1999 book by Janet McLellan

Many Petals of the Lotus: Five Asian Buddhist Communities in Toronto is a non-fiction book by Janet McLellan, published by the University of Toronto Press in 1999.

The book discusses Asian Canadian Buddhist ethnic groups in Toronto. Specific ethnic groups covered include those of Cambodian, (Han) Chinese, Japanese, Tibetan, and (Kinh) Vietnamese ancestries.

==Background==
The author worked for the University of Toronto in the university's religion department as a lecturer.

Part of her research involved observing people who were participants in her studies. These events included congregations of people that formed both for casual social reasons and for official reasons. She administered a survey to Buddhist organizations of Chinese ancestry. She also consulted ethnic Chinese newspapers in Toronto, statistical documents related to immigration, and content from archives of Buddhist organizations.

==Contents==

The first chapter summarizes the historical developments of Buddhism of Asian Canadian communities in Canada and Toronto. The book also describes the Buddhist communities back in Asia where the immigrants came from.

The five subsequent chapters each focus on a particular ethnic group.

==Reception==
Carl L. Bankston III of Tulane University stated that the work is "extremely useful" for academics, and that he "would rank" the book "as one of the essential studies of contemporary Asian American Buddhism" together with Old Wisdom in the New World. He stated that the chapter about Buddhists of Cambodian ancestry was the "strongest" in the book.
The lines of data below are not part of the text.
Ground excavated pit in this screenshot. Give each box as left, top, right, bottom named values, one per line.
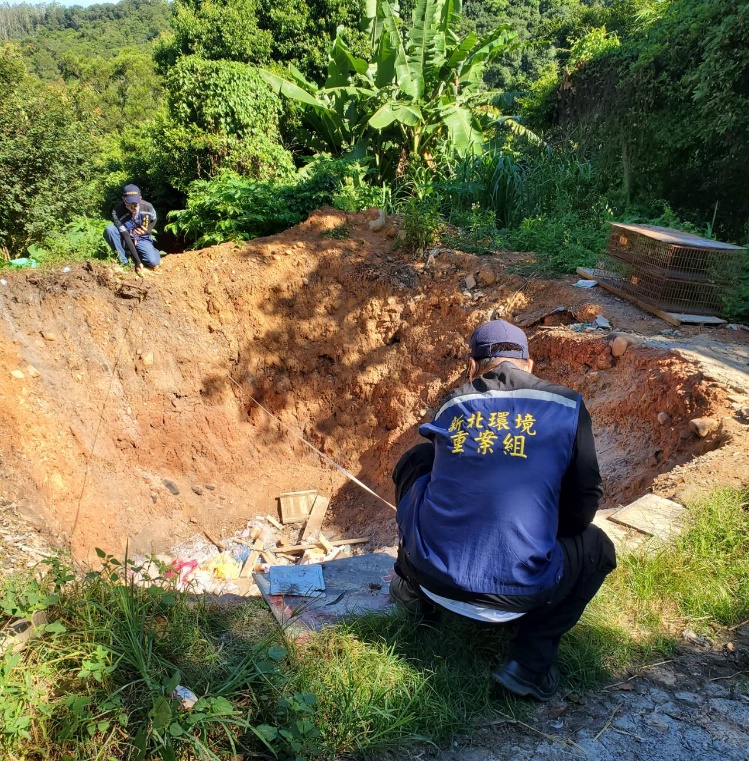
left=0, top=209, right=744, bottom=564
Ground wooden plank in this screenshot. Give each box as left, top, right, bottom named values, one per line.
left=300, top=495, right=330, bottom=542
left=576, top=268, right=681, bottom=326
left=279, top=490, right=317, bottom=524
left=318, top=532, right=334, bottom=553
left=240, top=538, right=264, bottom=578
left=265, top=514, right=283, bottom=530
left=609, top=494, right=688, bottom=541
left=275, top=537, right=369, bottom=554
left=665, top=313, right=726, bottom=326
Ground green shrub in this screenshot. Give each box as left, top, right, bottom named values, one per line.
left=502, top=211, right=609, bottom=273
left=398, top=195, right=445, bottom=256
left=0, top=46, right=97, bottom=258
left=26, top=217, right=110, bottom=266
left=167, top=157, right=382, bottom=246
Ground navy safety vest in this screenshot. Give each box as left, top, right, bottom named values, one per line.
left=397, top=363, right=582, bottom=597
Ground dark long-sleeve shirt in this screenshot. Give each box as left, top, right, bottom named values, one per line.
left=111, top=200, right=157, bottom=241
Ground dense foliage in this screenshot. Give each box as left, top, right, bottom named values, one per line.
left=0, top=45, right=97, bottom=256
left=0, top=0, right=746, bottom=316
left=263, top=0, right=520, bottom=179
left=529, top=0, right=749, bottom=239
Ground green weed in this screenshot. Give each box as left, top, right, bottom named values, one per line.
left=25, top=216, right=110, bottom=267
left=322, top=223, right=351, bottom=240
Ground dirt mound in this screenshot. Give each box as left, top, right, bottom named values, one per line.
left=0, top=209, right=747, bottom=564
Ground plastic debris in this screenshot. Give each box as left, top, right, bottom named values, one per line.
left=172, top=685, right=199, bottom=710
left=62, top=266, right=71, bottom=273
left=202, top=552, right=241, bottom=580
left=572, top=279, right=598, bottom=288
left=0, top=279, right=7, bottom=286
left=9, top=258, right=37, bottom=269
left=594, top=315, right=612, bottom=329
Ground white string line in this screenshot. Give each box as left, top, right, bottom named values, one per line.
left=71, top=294, right=142, bottom=539
left=228, top=375, right=397, bottom=512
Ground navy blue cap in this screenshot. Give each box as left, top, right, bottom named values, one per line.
left=123, top=184, right=141, bottom=205
left=469, top=319, right=529, bottom=360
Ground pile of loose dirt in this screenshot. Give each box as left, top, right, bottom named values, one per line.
left=0, top=208, right=747, bottom=566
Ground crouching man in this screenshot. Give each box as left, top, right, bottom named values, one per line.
left=391, top=319, right=616, bottom=701
left=104, top=184, right=161, bottom=275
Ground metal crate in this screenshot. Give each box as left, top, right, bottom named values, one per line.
left=596, top=256, right=726, bottom=314
left=599, top=223, right=745, bottom=315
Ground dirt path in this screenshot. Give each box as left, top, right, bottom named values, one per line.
left=430, top=630, right=749, bottom=761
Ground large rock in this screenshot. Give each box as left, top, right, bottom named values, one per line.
left=611, top=336, right=629, bottom=358
left=689, top=417, right=719, bottom=438
left=476, top=269, right=496, bottom=287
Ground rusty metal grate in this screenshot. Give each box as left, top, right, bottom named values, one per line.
left=597, top=223, right=745, bottom=315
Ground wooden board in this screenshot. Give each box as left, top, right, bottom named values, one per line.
left=275, top=537, right=369, bottom=554
left=576, top=268, right=727, bottom=326
left=609, top=494, right=687, bottom=540
left=300, top=495, right=330, bottom=542
left=240, top=538, right=264, bottom=578
left=279, top=490, right=317, bottom=524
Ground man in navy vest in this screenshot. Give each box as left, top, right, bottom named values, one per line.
left=392, top=319, right=616, bottom=701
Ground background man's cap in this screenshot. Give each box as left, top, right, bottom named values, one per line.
left=122, top=185, right=141, bottom=204
left=469, top=319, right=529, bottom=360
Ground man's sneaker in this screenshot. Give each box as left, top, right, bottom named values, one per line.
left=492, top=659, right=560, bottom=702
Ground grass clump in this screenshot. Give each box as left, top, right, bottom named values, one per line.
left=560, top=487, right=749, bottom=687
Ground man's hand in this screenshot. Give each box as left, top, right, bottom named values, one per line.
left=133, top=225, right=148, bottom=236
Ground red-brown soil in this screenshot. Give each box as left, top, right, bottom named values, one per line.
left=1, top=209, right=747, bottom=566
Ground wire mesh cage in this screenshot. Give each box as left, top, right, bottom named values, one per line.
left=597, top=223, right=745, bottom=315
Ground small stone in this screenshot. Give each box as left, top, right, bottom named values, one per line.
left=386, top=226, right=398, bottom=239
left=331, top=298, right=343, bottom=311
left=204, top=483, right=216, bottom=491
left=189, top=516, right=198, bottom=523
left=25, top=365, right=40, bottom=378
left=476, top=269, right=496, bottom=287
left=142, top=353, right=154, bottom=367
left=611, top=336, right=629, bottom=357
left=689, top=417, right=718, bottom=438
left=10, top=369, right=25, bottom=379
left=41, top=332, right=56, bottom=342
left=396, top=230, right=407, bottom=240
left=162, top=479, right=180, bottom=495
left=151, top=492, right=158, bottom=503
left=464, top=274, right=477, bottom=290
left=657, top=412, right=671, bottom=426
left=192, top=485, right=205, bottom=496
left=219, top=494, right=226, bottom=500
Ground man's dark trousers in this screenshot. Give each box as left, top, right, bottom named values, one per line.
left=393, top=443, right=617, bottom=673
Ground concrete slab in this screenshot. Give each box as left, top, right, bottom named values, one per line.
left=609, top=494, right=688, bottom=540
left=593, top=510, right=648, bottom=551
left=254, top=551, right=396, bottom=633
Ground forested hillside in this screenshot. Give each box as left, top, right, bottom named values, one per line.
left=0, top=0, right=747, bottom=313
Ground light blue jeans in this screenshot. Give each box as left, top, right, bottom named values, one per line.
left=104, top=225, right=161, bottom=267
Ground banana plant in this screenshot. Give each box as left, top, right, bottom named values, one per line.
left=260, top=0, right=519, bottom=179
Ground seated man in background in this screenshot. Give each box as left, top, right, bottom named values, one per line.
left=391, top=319, right=616, bottom=701
left=104, top=184, right=161, bottom=275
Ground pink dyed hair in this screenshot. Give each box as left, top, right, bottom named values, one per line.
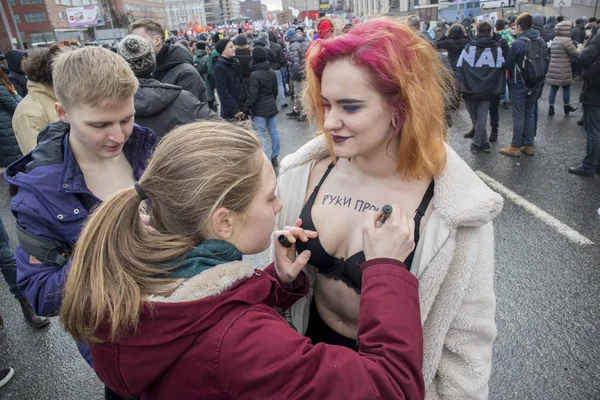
left=304, top=17, right=451, bottom=179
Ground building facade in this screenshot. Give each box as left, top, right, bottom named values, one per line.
left=220, top=0, right=240, bottom=22
left=1, top=0, right=167, bottom=52
left=239, top=0, right=262, bottom=20
left=165, top=0, right=207, bottom=31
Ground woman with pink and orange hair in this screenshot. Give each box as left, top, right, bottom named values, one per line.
left=276, top=17, right=503, bottom=399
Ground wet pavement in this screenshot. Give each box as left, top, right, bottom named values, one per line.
left=0, top=81, right=599, bottom=399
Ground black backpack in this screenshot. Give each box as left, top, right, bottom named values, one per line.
left=518, top=37, right=550, bottom=91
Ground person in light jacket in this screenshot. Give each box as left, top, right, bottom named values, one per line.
left=275, top=17, right=503, bottom=399
left=547, top=21, right=580, bottom=116
left=12, top=45, right=63, bottom=154
left=60, top=120, right=426, bottom=400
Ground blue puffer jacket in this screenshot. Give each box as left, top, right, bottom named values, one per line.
left=0, top=84, right=23, bottom=167
left=4, top=121, right=156, bottom=365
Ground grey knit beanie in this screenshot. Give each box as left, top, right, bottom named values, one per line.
left=118, top=35, right=155, bottom=77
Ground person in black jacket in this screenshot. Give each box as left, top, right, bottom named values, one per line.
left=571, top=18, right=586, bottom=45
left=568, top=32, right=600, bottom=177
left=242, top=47, right=280, bottom=166
left=456, top=21, right=506, bottom=154
left=214, top=39, right=247, bottom=120
left=233, top=34, right=253, bottom=90
left=118, top=35, right=215, bottom=139
left=436, top=24, right=471, bottom=71
left=5, top=50, right=27, bottom=97
left=268, top=30, right=289, bottom=108
left=130, top=19, right=207, bottom=103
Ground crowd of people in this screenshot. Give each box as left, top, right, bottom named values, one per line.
left=428, top=12, right=600, bottom=176
left=0, top=10, right=597, bottom=400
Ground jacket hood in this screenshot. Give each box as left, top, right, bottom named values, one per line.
left=472, top=34, right=496, bottom=48
left=93, top=261, right=261, bottom=397
left=532, top=14, right=545, bottom=30
left=279, top=136, right=503, bottom=228
left=26, top=81, right=56, bottom=100
left=519, top=29, right=541, bottom=40
left=547, top=16, right=556, bottom=25
left=268, top=31, right=279, bottom=43
left=251, top=60, right=270, bottom=70
left=449, top=25, right=468, bottom=39
left=290, top=34, right=305, bottom=43
left=154, top=43, right=194, bottom=75
left=134, top=78, right=181, bottom=117
left=555, top=21, right=573, bottom=37
left=6, top=50, right=26, bottom=74
left=253, top=38, right=269, bottom=48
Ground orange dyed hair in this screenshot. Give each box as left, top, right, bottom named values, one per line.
left=305, top=17, right=451, bottom=179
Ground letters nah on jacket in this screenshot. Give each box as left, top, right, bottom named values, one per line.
left=457, top=47, right=505, bottom=68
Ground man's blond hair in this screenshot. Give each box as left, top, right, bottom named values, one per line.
left=52, top=47, right=138, bottom=111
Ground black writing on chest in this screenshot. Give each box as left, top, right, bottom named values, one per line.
left=321, top=194, right=380, bottom=213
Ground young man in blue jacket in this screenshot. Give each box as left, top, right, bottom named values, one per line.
left=500, top=13, right=546, bottom=157
left=4, top=47, right=156, bottom=384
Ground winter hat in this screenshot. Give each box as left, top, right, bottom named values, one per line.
left=575, top=17, right=584, bottom=25
left=296, top=26, right=304, bottom=33
left=118, top=35, right=155, bottom=77
left=532, top=14, right=545, bottom=30
left=233, top=35, right=248, bottom=46
left=285, top=28, right=296, bottom=41
left=216, top=39, right=231, bottom=55
left=197, top=33, right=208, bottom=41
left=317, top=19, right=334, bottom=39
left=251, top=46, right=267, bottom=63
left=257, top=32, right=270, bottom=46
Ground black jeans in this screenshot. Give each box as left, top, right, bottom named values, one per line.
left=489, top=94, right=501, bottom=129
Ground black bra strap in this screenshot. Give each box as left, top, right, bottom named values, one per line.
left=307, top=161, right=336, bottom=203
left=404, top=180, right=435, bottom=270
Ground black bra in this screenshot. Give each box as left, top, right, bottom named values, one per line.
left=295, top=162, right=434, bottom=294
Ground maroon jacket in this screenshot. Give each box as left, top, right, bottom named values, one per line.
left=91, top=259, right=424, bottom=399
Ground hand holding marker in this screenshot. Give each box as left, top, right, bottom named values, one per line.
left=273, top=219, right=317, bottom=284
left=378, top=204, right=393, bottom=225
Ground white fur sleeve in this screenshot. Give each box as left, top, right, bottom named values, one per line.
left=429, top=222, right=497, bottom=400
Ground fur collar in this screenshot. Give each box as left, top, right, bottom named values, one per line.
left=150, top=261, right=255, bottom=303
left=279, top=136, right=503, bottom=228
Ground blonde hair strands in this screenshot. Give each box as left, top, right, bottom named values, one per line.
left=60, top=121, right=263, bottom=343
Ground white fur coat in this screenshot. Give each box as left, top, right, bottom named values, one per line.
left=275, top=136, right=504, bottom=400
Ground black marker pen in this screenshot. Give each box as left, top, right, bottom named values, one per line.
left=378, top=204, right=393, bottom=225
left=278, top=235, right=293, bottom=248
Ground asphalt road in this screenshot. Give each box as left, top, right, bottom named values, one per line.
left=1, top=81, right=599, bottom=400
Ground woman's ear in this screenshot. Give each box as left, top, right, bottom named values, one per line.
left=392, top=112, right=399, bottom=129
left=210, top=207, right=235, bottom=240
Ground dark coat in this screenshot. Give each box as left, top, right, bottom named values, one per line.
left=576, top=31, right=600, bottom=106
left=91, top=260, right=424, bottom=399
left=456, top=34, right=506, bottom=100
left=571, top=23, right=586, bottom=45
left=288, top=34, right=308, bottom=81
left=436, top=27, right=471, bottom=71
left=4, top=121, right=156, bottom=365
left=0, top=84, right=23, bottom=167
left=6, top=50, right=27, bottom=97
left=214, top=56, right=247, bottom=119
left=234, top=45, right=253, bottom=87
left=134, top=78, right=215, bottom=139
left=154, top=43, right=207, bottom=103
left=242, top=61, right=278, bottom=118
left=269, top=32, right=285, bottom=70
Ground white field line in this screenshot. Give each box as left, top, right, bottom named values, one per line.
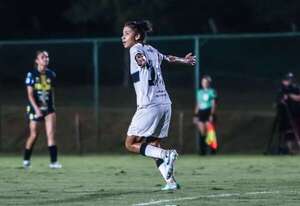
left=132, top=190, right=284, bottom=206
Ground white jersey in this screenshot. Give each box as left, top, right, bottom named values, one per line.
left=129, top=43, right=171, bottom=107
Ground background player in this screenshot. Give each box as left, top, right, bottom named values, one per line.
left=23, top=50, right=62, bottom=169
left=121, top=20, right=196, bottom=190
left=194, top=75, right=218, bottom=155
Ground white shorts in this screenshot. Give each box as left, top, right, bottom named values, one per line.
left=127, top=104, right=172, bottom=138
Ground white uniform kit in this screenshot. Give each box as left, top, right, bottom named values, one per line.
left=127, top=43, right=172, bottom=138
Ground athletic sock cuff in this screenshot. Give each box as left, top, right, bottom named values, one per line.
left=140, top=143, right=148, bottom=156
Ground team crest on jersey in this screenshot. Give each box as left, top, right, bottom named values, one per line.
left=47, top=78, right=51, bottom=83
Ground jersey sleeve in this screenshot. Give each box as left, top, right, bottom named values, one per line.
left=151, top=46, right=165, bottom=64
left=129, top=45, right=144, bottom=68
left=157, top=50, right=166, bottom=64
left=130, top=44, right=143, bottom=57
left=25, top=72, right=34, bottom=87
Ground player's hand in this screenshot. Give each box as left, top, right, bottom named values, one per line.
left=281, top=94, right=289, bottom=103
left=35, top=109, right=43, bottom=118
left=193, top=116, right=198, bottom=124
left=184, top=53, right=196, bottom=66
left=288, top=94, right=299, bottom=101
left=209, top=115, right=214, bottom=123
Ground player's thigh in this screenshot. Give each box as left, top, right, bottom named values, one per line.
left=125, top=135, right=144, bottom=145
left=153, top=104, right=172, bottom=138
left=197, top=122, right=206, bottom=134
left=127, top=106, right=161, bottom=137
left=28, top=120, right=40, bottom=137
left=44, top=112, right=56, bottom=137
left=133, top=106, right=160, bottom=127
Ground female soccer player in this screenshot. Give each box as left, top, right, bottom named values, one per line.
left=194, top=75, right=217, bottom=154
left=121, top=20, right=196, bottom=190
left=23, top=50, right=62, bottom=169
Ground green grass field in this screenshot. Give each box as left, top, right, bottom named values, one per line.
left=1, top=155, right=300, bottom=206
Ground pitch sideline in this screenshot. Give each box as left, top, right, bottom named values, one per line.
left=132, top=190, right=296, bottom=206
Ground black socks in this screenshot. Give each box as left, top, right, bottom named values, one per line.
left=48, top=145, right=58, bottom=163
left=24, top=148, right=33, bottom=161
left=155, top=159, right=164, bottom=168
left=140, top=143, right=147, bottom=156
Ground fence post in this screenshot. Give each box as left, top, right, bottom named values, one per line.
left=74, top=113, right=82, bottom=154
left=93, top=41, right=100, bottom=151
left=178, top=111, right=184, bottom=153
left=194, top=36, right=200, bottom=154
left=0, top=103, right=2, bottom=152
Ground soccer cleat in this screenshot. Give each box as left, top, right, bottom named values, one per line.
left=164, top=150, right=178, bottom=180
left=23, top=160, right=31, bottom=169
left=161, top=182, right=180, bottom=191
left=49, top=161, right=62, bottom=169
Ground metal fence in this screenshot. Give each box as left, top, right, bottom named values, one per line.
left=1, top=32, right=300, bottom=153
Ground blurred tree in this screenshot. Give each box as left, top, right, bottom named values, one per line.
left=64, top=0, right=171, bottom=86
left=245, top=0, right=300, bottom=32
left=63, top=0, right=170, bottom=34
left=1, top=0, right=300, bottom=38
left=0, top=1, right=19, bottom=38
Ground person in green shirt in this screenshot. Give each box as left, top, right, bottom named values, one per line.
left=194, top=75, right=217, bottom=155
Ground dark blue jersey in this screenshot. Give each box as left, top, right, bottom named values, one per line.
left=25, top=68, right=56, bottom=112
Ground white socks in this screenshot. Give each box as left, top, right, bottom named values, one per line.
left=143, top=144, right=166, bottom=159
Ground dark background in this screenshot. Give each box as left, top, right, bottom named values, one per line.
left=1, top=0, right=299, bottom=154
left=1, top=0, right=300, bottom=40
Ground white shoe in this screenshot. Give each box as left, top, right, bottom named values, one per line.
left=164, top=150, right=178, bottom=180
left=161, top=182, right=180, bottom=191
left=49, top=162, right=62, bottom=169
left=23, top=160, right=31, bottom=169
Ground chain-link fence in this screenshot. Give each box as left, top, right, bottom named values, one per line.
left=1, top=33, right=300, bottom=154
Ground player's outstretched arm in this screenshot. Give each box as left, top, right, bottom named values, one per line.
left=165, top=52, right=196, bottom=66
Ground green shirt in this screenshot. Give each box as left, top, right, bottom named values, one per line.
left=196, top=88, right=217, bottom=110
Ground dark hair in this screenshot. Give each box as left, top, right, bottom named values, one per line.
left=283, top=72, right=294, bottom=81
left=124, top=20, right=153, bottom=42
left=34, top=50, right=48, bottom=68
left=202, top=75, right=212, bottom=83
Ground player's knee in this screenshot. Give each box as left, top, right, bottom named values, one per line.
left=125, top=136, right=135, bottom=151
left=46, top=131, right=55, bottom=139
left=47, top=138, right=55, bottom=146
left=125, top=140, right=132, bottom=151
left=29, top=132, right=38, bottom=140
left=199, top=128, right=206, bottom=136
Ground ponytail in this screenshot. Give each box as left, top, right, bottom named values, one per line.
left=124, top=20, right=153, bottom=42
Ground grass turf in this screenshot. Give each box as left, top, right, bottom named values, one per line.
left=0, top=155, right=300, bottom=206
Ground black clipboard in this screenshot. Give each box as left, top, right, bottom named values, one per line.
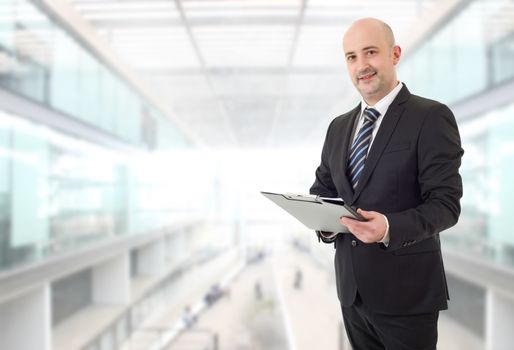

Bankston argued that he thought the book should have had more comparative analysis, and that the "theory and immediacy" of the ethnography was crowded out by "so much historical and organizational detail".

Marilyn Nefsky of the University of Lethbridge wrote that the author was a "competent ethnographer" and that the writing style was "captivating".

Pranee Liamputtong Rice of La Trobe University described the book as "interesting and extremely informative".

Reviewer Anna Woodrow stated that the book is "both informative and a useful application across disciplines".